Just type (or Cut&Paste) the URL for the page you want to validate into the text field on the form and press the "Check now" button.

Introduction

Calling/Linking to the Validator

You can link directly to the Validator home page, or you can call the Validator CGI program. The home page is http://archiveready.com/ at the moment (and for the foreseeable future) and the CGI program can be reached at
http://archiveready.com/check?url=http://yousite.com.

What kind of checks ArchiveReady does?

ArchiveReady is checking several website attributes such as:

  1. Hypertext validity and format (HTML, CSS validation),
  2. Page contents structure,
  3. Compliance with open standards,
  4. Hyperlinks validity,
  5. Robots.txt contents,
  6. Sitemap.xml contents and validity,
  7. RSS feeds structure.

What people say about web archiving?

Web archiving is the process of collecting portions of the World Wide Web and ensuring the collection is preserved in an archive, such as an archive site, for future researchers, historians, and the public. http://en.wikipedia.org/wiki/Web_archiving

To enable the archive of a site by the Portuguese Web Archive, it is fundamental that the site presents a crawler-friendly homepage. Portuguese Web Archive Crawler

Heritrix (ExtractorJS) has trouble finding the links that are not hardcoded strings in javascript. Heritrix Known Issues

If fancy features such as JavaScript, cookies, session IDs, frames, DHTML, or Flash keep you from seeing all of your site in a text browser, then search engine spiders may have trouble crawling your site. How Googlebot sees your webpages

The content of your robots.txt file tells search engine crawlers how they should visit your site. Google Webmaster Guidelines

What kind of technologies are used to make ArchiveReady?

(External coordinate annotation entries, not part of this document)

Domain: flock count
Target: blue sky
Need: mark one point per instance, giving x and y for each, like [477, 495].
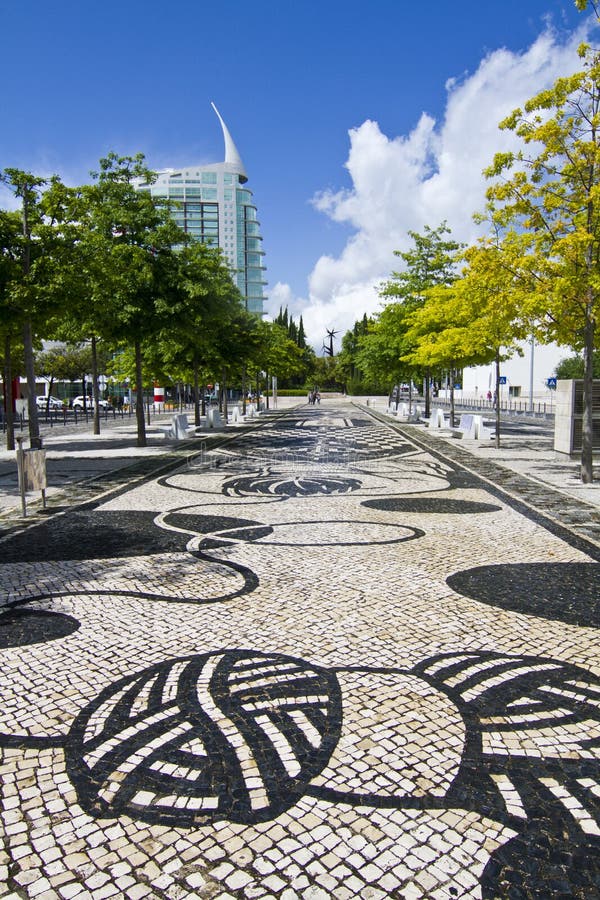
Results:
[356, 103]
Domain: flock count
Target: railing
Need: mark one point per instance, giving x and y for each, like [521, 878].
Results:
[512, 406]
[69, 416]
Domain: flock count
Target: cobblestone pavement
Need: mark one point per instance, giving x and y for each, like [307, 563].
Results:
[324, 660]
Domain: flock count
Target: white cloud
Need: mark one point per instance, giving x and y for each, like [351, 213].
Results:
[431, 175]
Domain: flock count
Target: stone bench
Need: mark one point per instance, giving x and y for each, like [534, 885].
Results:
[466, 427]
[179, 429]
[435, 420]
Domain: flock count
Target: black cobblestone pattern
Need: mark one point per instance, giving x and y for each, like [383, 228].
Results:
[370, 714]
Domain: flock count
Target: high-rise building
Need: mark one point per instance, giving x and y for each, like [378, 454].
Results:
[214, 205]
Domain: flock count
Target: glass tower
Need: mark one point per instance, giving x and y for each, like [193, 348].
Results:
[214, 205]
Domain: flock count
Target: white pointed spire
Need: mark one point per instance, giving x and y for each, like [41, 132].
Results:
[232, 157]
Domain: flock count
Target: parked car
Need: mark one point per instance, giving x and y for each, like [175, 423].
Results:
[43, 402]
[89, 403]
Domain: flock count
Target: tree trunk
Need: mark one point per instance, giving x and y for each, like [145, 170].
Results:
[587, 435]
[9, 412]
[224, 394]
[497, 398]
[35, 441]
[196, 391]
[139, 404]
[95, 391]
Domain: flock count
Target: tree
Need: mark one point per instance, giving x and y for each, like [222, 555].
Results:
[128, 244]
[65, 362]
[10, 252]
[476, 320]
[430, 262]
[547, 194]
[26, 291]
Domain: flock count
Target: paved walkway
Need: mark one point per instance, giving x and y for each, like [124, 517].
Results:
[327, 656]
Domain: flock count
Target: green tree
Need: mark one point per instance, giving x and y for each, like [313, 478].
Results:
[10, 328]
[430, 262]
[129, 240]
[475, 320]
[547, 193]
[29, 291]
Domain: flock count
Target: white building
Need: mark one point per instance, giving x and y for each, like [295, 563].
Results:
[214, 206]
[526, 376]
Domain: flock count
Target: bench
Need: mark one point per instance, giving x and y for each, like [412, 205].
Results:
[213, 419]
[435, 420]
[472, 427]
[179, 428]
[482, 432]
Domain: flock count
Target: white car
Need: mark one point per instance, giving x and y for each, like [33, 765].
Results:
[89, 403]
[43, 402]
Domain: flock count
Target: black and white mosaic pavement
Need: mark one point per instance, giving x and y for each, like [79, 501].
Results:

ArchiveReady is built using Python and various different libraries such as requests, Beautiful Soup. Nginx and uwsgi are also used. Everything is written in Vim.

Resources

Papers, projects, initiatives, relevant to web preservation.

ARCOMEM Project
ARCOMEM is a EU-funded research project. It is about memory institutions like archives, museums, and libraries in the age of the Social Web.
BlogForever Project
BlogForever will create a software platform capable of aggregating, preserving, managing and disseminating blogs.
International Internet Preservation Consortium
A GLOBAL NETWORK OF EXPERTS ARCHIVING THE WEB FOR FUTURE GENERATIONS.
LiWA Project
Living Web Archives
Memento Project
Memento: Adding time to the web
UK Web Archive Blog: How good is good enough? – Quality Assurance of harvested web resources
Quality Assurance is an important element of web archiving. It refers to the evaluation of harvested web resources which determines whether pre-defined quality standards are being attained.